The Examiner, appointed by Judge Sugarman under § 168 of the Bankruptcy Act,1 insists that mandamus likewise is never available to direct a judge to recuse himself, and the Assistant United States Attorney appearing on the judge's behalf says that it "ordinarily" is not. We have held that in an appropriate case mandamus could issue to order such disqualification, In re Lisman, supra; Foster v. Medina, 170 F.2d 632 (2 Cir. 1948), cert. denied, 335 U.S. 909, 69 S.Ct. 412, 93 L.Ed. 442 (1949) — a view supported by a majority of the circuits. See Hurd v. Letts, 80 U.S.App. D.C. 233, 152 F.2d 121 (1945); In re Union Leader Corp., 292 F.2d 381 (1 Cir.), cert. denied, 368 U.S. 927, 82 S.Ct. 361, 7 L.Ed.2d 190 (1961); Henry v. Speer, 201 F. 869 (5 Cir. 1913); Minnesota & Ontario Paper Co. v. Molyneaux, 70 F.2d 545 (8 Cir. 1934); Gladstein v. McLaughlin, 230 F.2d 762 (9 Cir. 1955); United States v.

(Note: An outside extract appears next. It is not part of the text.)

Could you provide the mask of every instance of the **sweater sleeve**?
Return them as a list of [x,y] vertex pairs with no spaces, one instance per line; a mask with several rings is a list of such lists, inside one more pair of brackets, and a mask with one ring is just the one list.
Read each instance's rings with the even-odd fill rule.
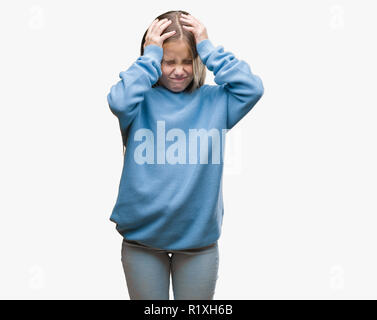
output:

Ritter, 273 F.2d 30 (10 Cir. 1959), cert. denied, 362 U.S. 950, 80 S.Ct. 863, 4 L.Ed.2d 869 (1960). But see Green v. Murphy, 259 F.2d 591 (3 Cir. 1958);2 Albert v. United States District Court, 283 F.2d 61 (6 Cir. 1960), cert. denied, 365 U.S. 828, 81 S.Ct. 713, 5 L. Ed.2d 706 (1961); Korer v. Hoffman, 212 F.2d 211 (7 Cir. 1954). The Supreme Court's decision in La Buy v. Howes Leather Co., 352 U.S. 249, 254-255, 77 S.Ct. 309, 1 L.Ed.2d 290 (1957), made clear that the power conferred on courts of appeals to "issue all writs necessary or appropriate in aid of their respective jurisdictions and agreeable to the usages and principles of law," 28 U.S.C. § 1651(a), is not confined, as urged in the dissent in that case, to instances where the action of the district court will "frustrate or impede the ultimate exercise by the Court of Appeals of its appellate jurisdiction granted in some other provision of the law." 352 U.S. at 264, 77 S.Ct.